Vaincu, Philippe s’inclina.

— Comme il vous plaira. Puis-je prendre congé, à présent ? J’ai suivi les ordres de votre chambellan et mes affaires sont prêtes. J’aimerais néanmoins y adjoindre quelques pièces supplémentaires au vu des éléments que vous venez de me confier.

Ne s’embarrassant pas plus que lui d’adieux affectifs, Yolande lui accorda ce qu’il demandait :

— Faites. Mais avant, rajustez correctement le voile tombant de votre chevelure.

Secourable, Thierry s’approcha pour l’aider. D’un ton rogne, Philippe le repoussa :

— Ça va, j’ai l’habitude.

Une lueur d’excuse au fond des yeux, le chevalier recula. Il ne semblait pas particulièrement l’apprécier, mais au moins il essayait de se montrer utile et ne s’imposait pas.

— Vous devriez au contraire apprendre à accepter son assistance, le rabroua la châtelaine. Là où vous vous rendez, il sera l’un des rares à pouvoir intervenir sans vous trahir en cas de besoin.

Face au ton de nouveau cassant de son interlocutrice, Philippe préféra faire la sourde oreille. Il considérait que tout avait été dit et il ne voyait aucun intérêt à poursuivre ce débat. Plongeant dans une révérence nettement plus respectueuse que la première, il prit congé de façon cérémonieuse, comme s’il s’était simplement trouvé en représentation.

— Que les mois à venir vous soient fastes, marraine.

Apparemment piquée par son indifférence, Yolande répondit de même :

— Et que la chance reste avec vous, Philippa.
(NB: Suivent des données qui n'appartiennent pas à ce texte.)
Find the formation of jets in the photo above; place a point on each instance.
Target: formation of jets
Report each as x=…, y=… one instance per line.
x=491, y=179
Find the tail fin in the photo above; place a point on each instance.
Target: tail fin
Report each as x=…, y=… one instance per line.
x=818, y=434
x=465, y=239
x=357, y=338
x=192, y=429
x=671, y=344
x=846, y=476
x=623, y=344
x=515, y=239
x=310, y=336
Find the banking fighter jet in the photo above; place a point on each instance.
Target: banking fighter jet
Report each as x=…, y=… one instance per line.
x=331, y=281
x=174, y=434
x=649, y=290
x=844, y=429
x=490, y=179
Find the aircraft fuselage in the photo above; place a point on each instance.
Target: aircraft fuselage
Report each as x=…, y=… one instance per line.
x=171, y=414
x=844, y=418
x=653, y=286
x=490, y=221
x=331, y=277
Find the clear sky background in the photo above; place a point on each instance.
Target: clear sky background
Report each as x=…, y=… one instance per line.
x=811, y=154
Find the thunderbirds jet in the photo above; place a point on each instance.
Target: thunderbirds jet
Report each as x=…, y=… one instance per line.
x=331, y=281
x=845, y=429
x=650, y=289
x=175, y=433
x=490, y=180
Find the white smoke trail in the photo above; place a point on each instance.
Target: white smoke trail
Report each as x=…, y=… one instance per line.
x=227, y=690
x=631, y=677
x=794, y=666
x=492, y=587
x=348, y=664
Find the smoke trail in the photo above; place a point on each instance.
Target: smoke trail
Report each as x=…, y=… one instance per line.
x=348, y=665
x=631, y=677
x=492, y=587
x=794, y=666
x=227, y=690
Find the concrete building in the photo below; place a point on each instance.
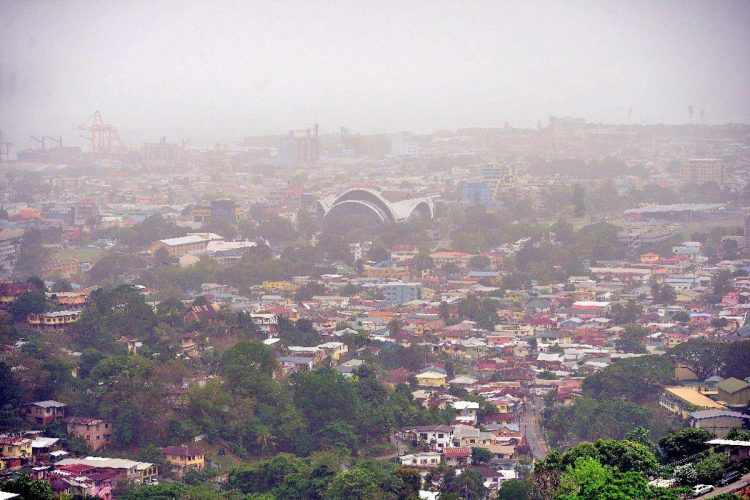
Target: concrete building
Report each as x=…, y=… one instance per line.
x=298, y=148
x=43, y=412
x=403, y=145
x=734, y=392
x=720, y=422
x=53, y=321
x=95, y=432
x=400, y=293
x=477, y=193
x=184, y=458
x=683, y=400
x=498, y=172
x=702, y=170
x=177, y=247
x=9, y=241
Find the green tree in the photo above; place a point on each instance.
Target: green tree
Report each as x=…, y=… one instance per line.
x=61, y=286
x=354, y=483
x=590, y=479
x=27, y=488
x=479, y=263
x=703, y=357
x=248, y=368
x=684, y=443
x=28, y=303
x=631, y=339
x=515, y=489
x=10, y=398
x=635, y=379
x=264, y=439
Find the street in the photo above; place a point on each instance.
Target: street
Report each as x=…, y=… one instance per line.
x=740, y=483
x=531, y=429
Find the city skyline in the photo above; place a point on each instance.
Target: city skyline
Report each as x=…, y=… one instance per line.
x=223, y=71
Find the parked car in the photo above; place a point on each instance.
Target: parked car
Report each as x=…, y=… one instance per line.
x=729, y=478
x=702, y=489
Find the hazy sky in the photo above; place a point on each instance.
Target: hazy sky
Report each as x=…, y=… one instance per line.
x=222, y=70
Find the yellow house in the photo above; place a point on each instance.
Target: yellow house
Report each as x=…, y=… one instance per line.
x=684, y=400
x=183, y=458
x=15, y=447
x=280, y=286
x=432, y=377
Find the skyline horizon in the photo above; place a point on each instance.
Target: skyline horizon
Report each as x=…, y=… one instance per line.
x=30, y=143
x=222, y=69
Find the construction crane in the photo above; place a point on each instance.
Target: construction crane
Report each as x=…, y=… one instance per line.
x=40, y=141
x=4, y=146
x=104, y=137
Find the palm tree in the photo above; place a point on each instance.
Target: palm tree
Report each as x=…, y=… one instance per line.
x=264, y=438
x=394, y=327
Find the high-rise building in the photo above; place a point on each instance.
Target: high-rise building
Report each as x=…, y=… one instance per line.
x=702, y=170
x=403, y=145
x=498, y=172
x=224, y=210
x=298, y=148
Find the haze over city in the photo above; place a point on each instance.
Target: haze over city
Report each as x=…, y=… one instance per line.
x=350, y=250
x=224, y=70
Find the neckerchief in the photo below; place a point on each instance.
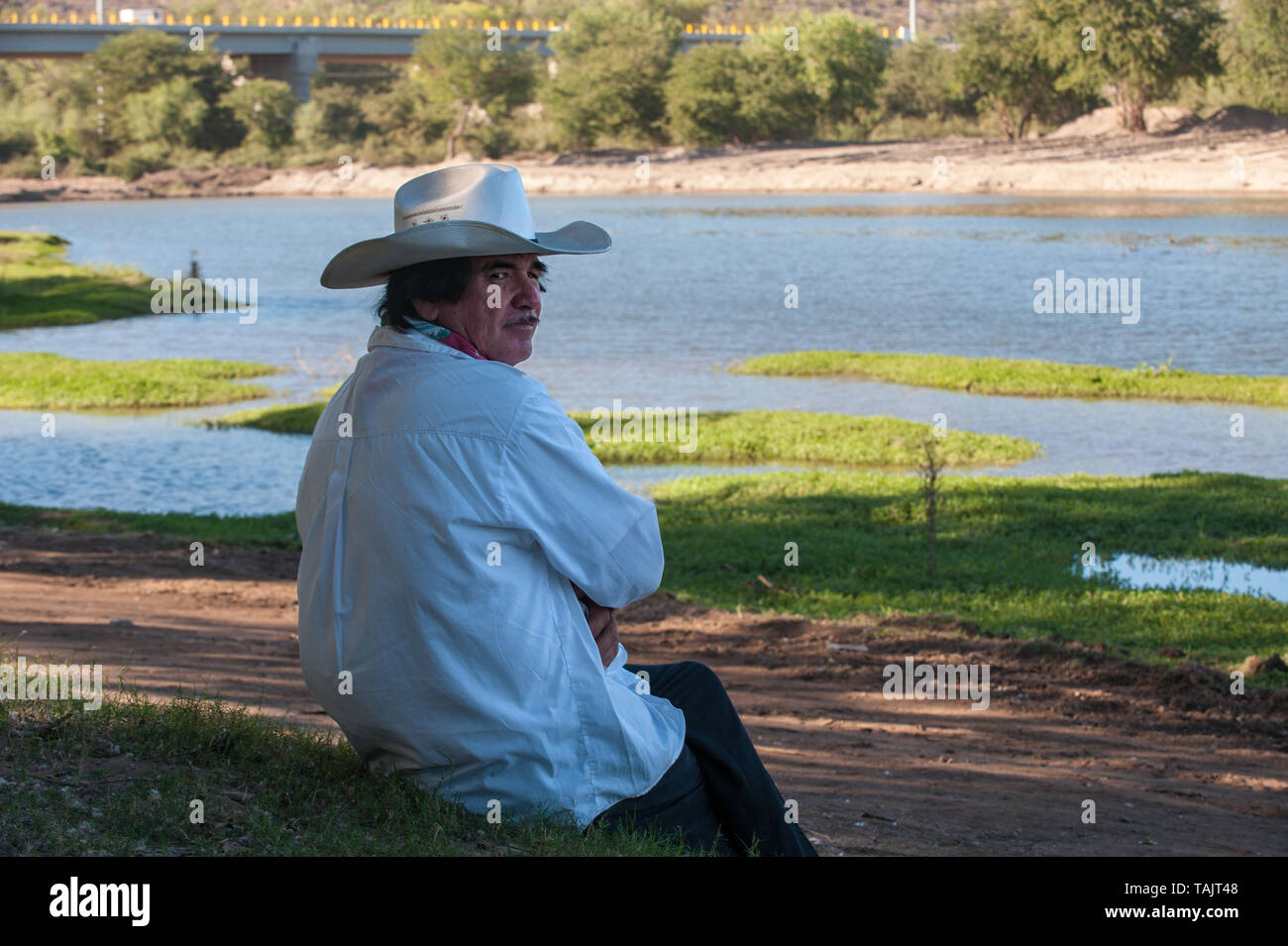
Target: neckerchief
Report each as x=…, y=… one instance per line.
x=447, y=336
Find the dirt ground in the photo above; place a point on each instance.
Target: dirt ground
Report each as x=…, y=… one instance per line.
x=1173, y=762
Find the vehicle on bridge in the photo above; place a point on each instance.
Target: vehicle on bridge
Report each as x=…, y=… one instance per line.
x=146, y=17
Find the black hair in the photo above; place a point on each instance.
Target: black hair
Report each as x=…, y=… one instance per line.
x=436, y=280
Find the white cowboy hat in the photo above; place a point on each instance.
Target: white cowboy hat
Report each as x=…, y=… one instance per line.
x=465, y=210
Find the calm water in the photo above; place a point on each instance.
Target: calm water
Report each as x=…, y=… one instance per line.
x=692, y=284
x=1216, y=575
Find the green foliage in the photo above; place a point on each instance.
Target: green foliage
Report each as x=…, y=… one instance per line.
x=39, y=287
x=38, y=379
x=171, y=113
x=842, y=67
x=737, y=437
x=1001, y=63
x=1142, y=48
x=612, y=62
x=333, y=116
x=147, y=71
x=267, y=789
x=921, y=82
x=1006, y=553
x=476, y=80
x=265, y=107
x=1256, y=53
x=1025, y=377
x=776, y=102
x=702, y=97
Se détournant sans accorder un regard à Thierry, le jeune homme s’éloigna, la tête haute. À son habitude, il retint cependant le battant de la porte plus longtemps qu’il n’aurait dû avant de le fermer. Tendant l’oreille, il réussit ainsi à saisir un bref échange, bien qu’assourdi par la distance.
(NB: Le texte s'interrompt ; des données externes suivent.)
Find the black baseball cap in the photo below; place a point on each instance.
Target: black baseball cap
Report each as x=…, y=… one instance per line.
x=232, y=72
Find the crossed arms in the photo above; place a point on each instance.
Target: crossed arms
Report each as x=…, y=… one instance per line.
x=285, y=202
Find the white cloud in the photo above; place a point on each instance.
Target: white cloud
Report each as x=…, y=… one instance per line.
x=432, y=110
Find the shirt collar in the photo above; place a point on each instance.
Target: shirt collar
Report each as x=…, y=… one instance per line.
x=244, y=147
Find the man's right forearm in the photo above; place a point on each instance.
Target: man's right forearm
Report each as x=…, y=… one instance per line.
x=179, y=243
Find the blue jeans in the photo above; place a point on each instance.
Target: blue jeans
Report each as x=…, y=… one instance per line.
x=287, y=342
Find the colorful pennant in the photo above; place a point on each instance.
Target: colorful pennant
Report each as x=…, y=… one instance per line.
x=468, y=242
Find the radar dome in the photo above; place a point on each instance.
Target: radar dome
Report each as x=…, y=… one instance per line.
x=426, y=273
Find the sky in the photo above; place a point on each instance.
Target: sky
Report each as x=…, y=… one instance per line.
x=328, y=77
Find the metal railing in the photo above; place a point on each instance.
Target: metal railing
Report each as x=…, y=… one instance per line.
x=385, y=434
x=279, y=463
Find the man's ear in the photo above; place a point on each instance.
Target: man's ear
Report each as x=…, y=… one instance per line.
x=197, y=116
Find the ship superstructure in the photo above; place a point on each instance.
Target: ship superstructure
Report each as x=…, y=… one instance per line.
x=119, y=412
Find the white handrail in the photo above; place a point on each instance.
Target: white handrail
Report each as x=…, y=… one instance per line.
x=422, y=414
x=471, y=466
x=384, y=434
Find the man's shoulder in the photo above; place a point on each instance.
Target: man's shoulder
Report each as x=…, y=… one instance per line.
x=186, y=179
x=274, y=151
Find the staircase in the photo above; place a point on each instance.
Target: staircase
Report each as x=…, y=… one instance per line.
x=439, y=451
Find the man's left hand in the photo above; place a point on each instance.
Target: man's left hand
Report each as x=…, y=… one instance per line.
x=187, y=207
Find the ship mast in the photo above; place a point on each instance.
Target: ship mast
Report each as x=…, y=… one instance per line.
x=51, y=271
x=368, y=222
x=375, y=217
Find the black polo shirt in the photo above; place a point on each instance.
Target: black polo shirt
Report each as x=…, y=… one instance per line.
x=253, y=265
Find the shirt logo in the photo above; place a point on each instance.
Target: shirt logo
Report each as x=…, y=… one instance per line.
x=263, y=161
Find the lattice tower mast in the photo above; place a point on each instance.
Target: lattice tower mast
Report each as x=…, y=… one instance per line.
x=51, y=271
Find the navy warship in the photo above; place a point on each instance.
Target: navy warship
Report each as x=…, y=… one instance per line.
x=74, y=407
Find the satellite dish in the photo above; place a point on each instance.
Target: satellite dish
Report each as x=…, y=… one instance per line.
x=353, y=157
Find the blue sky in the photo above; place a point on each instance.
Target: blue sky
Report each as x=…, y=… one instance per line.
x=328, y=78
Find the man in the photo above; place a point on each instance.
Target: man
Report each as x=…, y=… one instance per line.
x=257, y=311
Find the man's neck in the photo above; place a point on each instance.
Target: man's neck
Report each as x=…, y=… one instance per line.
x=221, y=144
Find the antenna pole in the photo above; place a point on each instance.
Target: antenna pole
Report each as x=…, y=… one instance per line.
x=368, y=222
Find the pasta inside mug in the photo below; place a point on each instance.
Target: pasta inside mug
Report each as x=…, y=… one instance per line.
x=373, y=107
— Promettez-moi que vous prendrez soin de lui, Thierry.

— Vous avez ma parole. Tant qu’il sera sous ma sauvegarde, personne ne portera la main sur lui.

Un sourire aux lèvres, Philippe s’éloigna. Que ce fût la dame de Mortrans ou lui, jamais aucun n’exprimerait l’affection sincère qu’ils éprouvaient l’un pour l’autre, mais elle n’en existait pas moins. Quant à son bel accompagnateur, il allait se faire un plaisir de lui prouver qu’il était tout à fait apte à se défendre lui-même.